Les analyses par RT-PCR ont montré par contre que 45 échantillons ont été positifs au CEVd (Figure 1). Tous les échantillons qui ont donné des symptômes de courbures de feuilles sur le cédratier ‘Etrog’ ont été testés positifs au CEVd montrant un pourcentage d’infection de 84,9% (Tableau 3). La bio-amplification de l’exocortis sur ‘Etrog’ couplée à la RT-PCR, est une procédure très sensible et spécifique pour la détection de l’exocortis (Palacio et al., 2000; Duran-Vila et al., 1993).

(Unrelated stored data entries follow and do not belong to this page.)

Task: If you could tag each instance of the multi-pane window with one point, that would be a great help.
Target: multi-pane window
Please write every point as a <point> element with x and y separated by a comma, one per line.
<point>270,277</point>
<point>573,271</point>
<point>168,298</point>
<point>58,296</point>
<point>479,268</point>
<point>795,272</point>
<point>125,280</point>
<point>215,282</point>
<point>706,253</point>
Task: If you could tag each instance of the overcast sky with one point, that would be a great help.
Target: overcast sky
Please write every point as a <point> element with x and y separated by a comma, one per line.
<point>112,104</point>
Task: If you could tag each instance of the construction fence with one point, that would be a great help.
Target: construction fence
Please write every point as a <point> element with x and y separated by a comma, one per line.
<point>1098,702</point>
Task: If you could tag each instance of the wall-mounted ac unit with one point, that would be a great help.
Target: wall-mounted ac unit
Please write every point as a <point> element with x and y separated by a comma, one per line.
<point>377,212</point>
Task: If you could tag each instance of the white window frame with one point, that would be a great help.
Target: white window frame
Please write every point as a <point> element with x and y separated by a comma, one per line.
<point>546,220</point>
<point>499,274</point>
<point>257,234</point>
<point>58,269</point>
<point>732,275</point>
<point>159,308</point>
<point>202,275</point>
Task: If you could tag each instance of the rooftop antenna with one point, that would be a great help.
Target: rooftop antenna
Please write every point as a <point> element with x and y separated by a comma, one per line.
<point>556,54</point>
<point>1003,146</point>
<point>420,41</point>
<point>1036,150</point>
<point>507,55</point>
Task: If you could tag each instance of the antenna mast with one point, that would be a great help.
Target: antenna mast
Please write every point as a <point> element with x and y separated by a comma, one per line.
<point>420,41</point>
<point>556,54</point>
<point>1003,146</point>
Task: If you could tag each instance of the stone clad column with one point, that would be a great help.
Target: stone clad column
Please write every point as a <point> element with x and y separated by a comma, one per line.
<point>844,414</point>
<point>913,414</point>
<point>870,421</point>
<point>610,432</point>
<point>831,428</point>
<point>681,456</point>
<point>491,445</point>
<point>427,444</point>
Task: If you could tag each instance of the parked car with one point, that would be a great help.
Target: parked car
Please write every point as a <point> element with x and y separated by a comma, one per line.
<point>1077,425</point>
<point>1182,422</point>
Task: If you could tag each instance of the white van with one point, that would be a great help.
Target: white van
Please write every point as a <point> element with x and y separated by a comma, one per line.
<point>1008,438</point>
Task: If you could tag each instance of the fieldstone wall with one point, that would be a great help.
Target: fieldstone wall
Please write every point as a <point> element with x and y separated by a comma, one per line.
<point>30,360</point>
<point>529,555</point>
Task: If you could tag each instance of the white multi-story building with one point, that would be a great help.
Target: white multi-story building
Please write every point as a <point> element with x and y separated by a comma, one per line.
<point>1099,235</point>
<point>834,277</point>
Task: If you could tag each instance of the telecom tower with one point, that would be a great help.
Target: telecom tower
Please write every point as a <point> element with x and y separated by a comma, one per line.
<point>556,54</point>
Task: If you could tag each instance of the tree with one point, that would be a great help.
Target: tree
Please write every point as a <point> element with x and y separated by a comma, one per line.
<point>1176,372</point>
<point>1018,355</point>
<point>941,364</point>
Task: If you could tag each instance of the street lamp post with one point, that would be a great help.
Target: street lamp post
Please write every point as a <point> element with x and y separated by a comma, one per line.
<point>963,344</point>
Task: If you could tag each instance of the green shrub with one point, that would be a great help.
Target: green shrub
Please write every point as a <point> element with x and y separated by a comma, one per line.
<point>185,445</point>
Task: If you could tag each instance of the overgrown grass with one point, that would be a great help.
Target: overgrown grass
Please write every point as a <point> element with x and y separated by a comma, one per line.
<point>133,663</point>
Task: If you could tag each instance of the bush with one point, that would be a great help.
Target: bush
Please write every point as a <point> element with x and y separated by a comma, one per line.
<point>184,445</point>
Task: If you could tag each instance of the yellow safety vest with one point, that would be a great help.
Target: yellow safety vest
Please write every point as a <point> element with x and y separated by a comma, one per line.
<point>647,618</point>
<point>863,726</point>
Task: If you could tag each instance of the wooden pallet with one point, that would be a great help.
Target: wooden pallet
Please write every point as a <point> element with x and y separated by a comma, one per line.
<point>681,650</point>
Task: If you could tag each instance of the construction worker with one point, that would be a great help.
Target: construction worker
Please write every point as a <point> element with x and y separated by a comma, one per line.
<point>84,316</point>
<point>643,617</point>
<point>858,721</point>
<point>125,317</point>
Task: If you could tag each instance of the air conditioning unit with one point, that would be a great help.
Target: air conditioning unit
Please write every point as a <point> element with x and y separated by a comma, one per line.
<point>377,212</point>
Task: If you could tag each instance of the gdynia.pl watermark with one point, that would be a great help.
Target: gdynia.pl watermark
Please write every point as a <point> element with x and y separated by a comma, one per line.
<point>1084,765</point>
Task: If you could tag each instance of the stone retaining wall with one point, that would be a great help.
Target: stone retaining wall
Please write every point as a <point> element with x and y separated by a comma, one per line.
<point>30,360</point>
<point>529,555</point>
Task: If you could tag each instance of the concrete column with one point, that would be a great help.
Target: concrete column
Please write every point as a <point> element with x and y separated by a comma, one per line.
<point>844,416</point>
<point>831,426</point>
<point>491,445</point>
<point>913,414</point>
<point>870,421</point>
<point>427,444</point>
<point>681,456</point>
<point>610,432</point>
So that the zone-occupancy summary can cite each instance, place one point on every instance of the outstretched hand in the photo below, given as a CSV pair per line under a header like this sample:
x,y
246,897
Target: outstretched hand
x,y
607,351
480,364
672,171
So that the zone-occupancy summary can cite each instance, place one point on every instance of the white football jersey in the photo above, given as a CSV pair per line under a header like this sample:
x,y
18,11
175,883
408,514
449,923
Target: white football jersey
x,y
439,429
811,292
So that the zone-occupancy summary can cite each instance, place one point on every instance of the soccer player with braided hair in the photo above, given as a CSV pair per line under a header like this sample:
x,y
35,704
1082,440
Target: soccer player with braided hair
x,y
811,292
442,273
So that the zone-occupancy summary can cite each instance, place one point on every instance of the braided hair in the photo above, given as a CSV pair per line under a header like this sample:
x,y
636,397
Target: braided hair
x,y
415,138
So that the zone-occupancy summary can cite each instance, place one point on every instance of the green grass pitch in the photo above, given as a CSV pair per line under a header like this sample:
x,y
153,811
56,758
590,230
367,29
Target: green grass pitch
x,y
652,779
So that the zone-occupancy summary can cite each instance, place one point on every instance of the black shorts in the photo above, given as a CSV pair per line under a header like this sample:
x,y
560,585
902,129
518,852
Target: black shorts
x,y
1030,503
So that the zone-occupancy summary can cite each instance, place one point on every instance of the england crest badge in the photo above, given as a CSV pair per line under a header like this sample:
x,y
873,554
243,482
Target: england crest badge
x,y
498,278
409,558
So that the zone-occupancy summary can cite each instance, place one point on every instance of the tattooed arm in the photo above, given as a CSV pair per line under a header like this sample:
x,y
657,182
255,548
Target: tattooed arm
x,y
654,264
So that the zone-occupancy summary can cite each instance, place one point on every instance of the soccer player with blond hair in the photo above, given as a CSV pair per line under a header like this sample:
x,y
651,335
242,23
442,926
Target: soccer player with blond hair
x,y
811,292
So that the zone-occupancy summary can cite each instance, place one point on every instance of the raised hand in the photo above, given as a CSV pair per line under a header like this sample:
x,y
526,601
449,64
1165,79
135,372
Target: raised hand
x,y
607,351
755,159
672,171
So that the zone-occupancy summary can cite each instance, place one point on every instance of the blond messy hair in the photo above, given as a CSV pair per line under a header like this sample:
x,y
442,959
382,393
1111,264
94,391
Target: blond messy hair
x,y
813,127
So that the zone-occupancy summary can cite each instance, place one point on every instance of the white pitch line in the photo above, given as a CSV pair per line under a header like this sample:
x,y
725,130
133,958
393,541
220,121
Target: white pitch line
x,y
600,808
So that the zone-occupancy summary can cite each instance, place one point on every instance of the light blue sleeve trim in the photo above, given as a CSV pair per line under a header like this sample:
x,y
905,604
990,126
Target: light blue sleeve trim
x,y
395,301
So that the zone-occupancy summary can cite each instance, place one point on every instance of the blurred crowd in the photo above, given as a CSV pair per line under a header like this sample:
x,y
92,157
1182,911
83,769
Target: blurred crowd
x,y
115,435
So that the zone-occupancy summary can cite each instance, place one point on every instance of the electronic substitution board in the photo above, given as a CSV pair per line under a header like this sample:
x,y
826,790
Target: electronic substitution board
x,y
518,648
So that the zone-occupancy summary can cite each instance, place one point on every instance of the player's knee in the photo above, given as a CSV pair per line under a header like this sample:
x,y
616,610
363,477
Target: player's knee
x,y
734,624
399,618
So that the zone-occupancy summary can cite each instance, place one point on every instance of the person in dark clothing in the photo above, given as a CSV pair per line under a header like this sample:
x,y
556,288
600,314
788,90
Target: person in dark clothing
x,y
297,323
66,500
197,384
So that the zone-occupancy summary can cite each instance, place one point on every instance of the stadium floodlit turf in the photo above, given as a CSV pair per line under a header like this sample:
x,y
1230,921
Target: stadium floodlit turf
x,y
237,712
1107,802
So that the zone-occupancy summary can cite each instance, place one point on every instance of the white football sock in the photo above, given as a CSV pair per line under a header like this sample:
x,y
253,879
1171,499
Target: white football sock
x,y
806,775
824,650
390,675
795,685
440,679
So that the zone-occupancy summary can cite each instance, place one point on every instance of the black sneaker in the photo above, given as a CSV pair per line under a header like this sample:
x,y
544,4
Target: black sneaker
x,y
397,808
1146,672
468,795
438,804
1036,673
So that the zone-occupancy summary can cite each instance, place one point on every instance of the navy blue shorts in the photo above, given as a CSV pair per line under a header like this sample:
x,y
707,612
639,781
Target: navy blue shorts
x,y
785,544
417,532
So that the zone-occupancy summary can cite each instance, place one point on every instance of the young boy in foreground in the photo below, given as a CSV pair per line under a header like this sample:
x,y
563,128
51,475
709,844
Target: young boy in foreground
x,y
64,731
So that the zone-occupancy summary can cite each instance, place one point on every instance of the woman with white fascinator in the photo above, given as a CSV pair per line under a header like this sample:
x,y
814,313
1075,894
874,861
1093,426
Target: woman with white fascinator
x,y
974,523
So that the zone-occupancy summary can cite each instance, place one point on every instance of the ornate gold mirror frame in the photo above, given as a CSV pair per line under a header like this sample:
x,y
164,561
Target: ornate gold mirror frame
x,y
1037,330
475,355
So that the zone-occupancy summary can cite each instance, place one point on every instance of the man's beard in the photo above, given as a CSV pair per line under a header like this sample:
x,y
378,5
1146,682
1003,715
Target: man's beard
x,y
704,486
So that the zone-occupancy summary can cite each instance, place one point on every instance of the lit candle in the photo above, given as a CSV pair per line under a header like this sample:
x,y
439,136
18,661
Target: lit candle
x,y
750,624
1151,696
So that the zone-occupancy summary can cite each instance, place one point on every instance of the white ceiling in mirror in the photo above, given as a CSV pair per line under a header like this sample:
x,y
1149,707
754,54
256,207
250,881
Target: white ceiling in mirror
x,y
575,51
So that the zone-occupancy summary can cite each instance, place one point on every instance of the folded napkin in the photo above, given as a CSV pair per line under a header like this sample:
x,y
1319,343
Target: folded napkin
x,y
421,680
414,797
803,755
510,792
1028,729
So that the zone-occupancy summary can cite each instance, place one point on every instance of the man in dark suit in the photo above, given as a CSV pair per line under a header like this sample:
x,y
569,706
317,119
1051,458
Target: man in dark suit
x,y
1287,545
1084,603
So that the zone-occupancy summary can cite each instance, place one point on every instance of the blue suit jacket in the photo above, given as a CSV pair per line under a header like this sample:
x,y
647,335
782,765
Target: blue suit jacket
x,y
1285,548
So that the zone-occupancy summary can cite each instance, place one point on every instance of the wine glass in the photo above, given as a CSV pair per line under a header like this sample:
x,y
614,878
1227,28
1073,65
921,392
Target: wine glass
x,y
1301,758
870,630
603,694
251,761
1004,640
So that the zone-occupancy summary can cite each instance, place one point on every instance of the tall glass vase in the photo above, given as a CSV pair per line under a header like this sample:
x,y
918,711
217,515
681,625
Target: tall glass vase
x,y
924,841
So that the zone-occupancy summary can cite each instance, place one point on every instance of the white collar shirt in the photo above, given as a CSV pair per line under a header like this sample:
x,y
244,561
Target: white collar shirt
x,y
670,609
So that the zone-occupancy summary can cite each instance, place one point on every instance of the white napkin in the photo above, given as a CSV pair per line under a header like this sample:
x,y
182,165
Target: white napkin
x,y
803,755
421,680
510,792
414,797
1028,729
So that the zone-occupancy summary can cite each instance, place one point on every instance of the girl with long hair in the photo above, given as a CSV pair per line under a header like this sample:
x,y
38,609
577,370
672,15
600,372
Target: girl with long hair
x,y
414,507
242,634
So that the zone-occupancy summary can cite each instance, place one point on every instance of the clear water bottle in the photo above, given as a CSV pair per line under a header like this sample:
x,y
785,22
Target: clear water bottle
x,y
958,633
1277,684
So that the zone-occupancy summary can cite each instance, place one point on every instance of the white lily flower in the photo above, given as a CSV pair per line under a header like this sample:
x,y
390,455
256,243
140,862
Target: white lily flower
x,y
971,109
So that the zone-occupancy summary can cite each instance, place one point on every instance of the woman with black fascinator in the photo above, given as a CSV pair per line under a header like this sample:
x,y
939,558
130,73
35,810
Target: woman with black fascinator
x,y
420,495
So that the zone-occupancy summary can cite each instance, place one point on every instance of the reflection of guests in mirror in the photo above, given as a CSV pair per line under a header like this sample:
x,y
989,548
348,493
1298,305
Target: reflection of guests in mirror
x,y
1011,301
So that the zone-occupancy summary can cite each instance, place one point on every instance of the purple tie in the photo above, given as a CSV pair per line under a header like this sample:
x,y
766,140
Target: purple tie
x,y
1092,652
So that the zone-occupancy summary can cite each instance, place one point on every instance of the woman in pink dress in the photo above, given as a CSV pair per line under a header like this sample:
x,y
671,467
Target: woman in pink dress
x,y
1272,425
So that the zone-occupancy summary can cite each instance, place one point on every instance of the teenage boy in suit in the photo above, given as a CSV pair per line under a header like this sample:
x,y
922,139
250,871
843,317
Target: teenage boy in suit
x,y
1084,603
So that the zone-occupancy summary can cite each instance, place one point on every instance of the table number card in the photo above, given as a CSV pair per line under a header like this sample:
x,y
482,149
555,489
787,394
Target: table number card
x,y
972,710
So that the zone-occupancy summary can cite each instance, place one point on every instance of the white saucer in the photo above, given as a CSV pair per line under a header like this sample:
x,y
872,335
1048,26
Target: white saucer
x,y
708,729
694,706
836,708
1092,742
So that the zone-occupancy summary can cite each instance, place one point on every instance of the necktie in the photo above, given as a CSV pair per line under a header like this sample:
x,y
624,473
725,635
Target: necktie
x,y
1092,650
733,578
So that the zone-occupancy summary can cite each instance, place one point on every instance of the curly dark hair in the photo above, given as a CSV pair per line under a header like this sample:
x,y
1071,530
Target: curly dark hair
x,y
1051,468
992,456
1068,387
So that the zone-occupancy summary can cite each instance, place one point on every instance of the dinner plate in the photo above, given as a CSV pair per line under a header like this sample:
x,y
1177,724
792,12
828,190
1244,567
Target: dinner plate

Deux variantes locales de CEVd obtenues à partir de deux arbres de clémentinier greffés sur Citrange Carrizo présentant des écaillements sur l’écorce, en plus d’une variante obtenue à partir d’un arbre de Valencia Late/bigaradier qui n’a pas montré de symptômes de courbure de feuilles sur ‘Etrog’, ont été sélectionnées pour l’étude de la diversité génétique en comparaison avec la souche australienne de référence K00964.1 (souche de 25) (Visvader et Symons, 1985). Le séquençage génomique a révélé la présence d’une teneur élevée en G + C, une caractéristique de la structure du viroïde. Le génome du viroïde étudié était de 371 nucléotides (nt), similaire à la taille du génome (370-375 nt) de la plupart des variantes du CEVd (Visvader et Symons, 1985). L’alignement multiple des séquences par Bio-Edit a démontré une similarité nucléotidique oscillant entre 94,0% et 98,5% (Tableau 4). La comparaison entre les séquences marocaines a montré une diversité génétique inférieure à 3% alors que cette diversité a été de 6% quand on les compare à la souche australienne avec 25 nouvelles positions polymorphiques (Tableau 4 et Figure 2).

CONCLUSION

Les citranges sont particulièrement sensibles vis-à-vis de l’exocortis, mais sont souvent employés comme un porte-greffe de substitution au bigaradier qui est, à son tour, extrêmement sensible vis-à-vis de la tristeza; d’où l’importance d’utiliser un matériel végétal de propagation certifié indemne de virus et viroïdes. Les résultats obtenus à travers cette étude ont monté que le CEVd est très répandu dans la région du Gharb avec un pourcentage d’infection de 84,9%. Le CEVd a été détecté dans 84% des échantillons qui ne présentaient pas de symptômes au champ, ce qui confirme le caractère latent du viroïde. En plus de sa transmission par les outils de taille, l’exocortis est plus souvent non reconnu par les agriculteurs, ce qui expliquerait ce taux élevé d’infection par le viroïde. La comparaison des séquences marocaines a montré une diversité génétique inférieure à 3% alors que cette diversité a été de 6% quand on les compare à la souche australienne de référence. Les symptômes de courbure de feuilles sur le cédratier ‘Etrog’ sont un bon indicateur de la présence du CEVd mais ne sont pas spécifiques, d’où l’importance de coupler l’inoculation de ‘Etrog’ pour la bioamplification des viroïdes est une technique moléculaire comme la RT-PCR pour une détection très sensible et spécifique au niveau des pépinières. L’indexage biologique par inculcation sur le cédratier ‘Etrog’, couplé à la RT-PCR, devraient être employés et étendus pour évaluer l’incidence et la distribution de l’exocortis dans les principales régions agrumicoles du Maroc.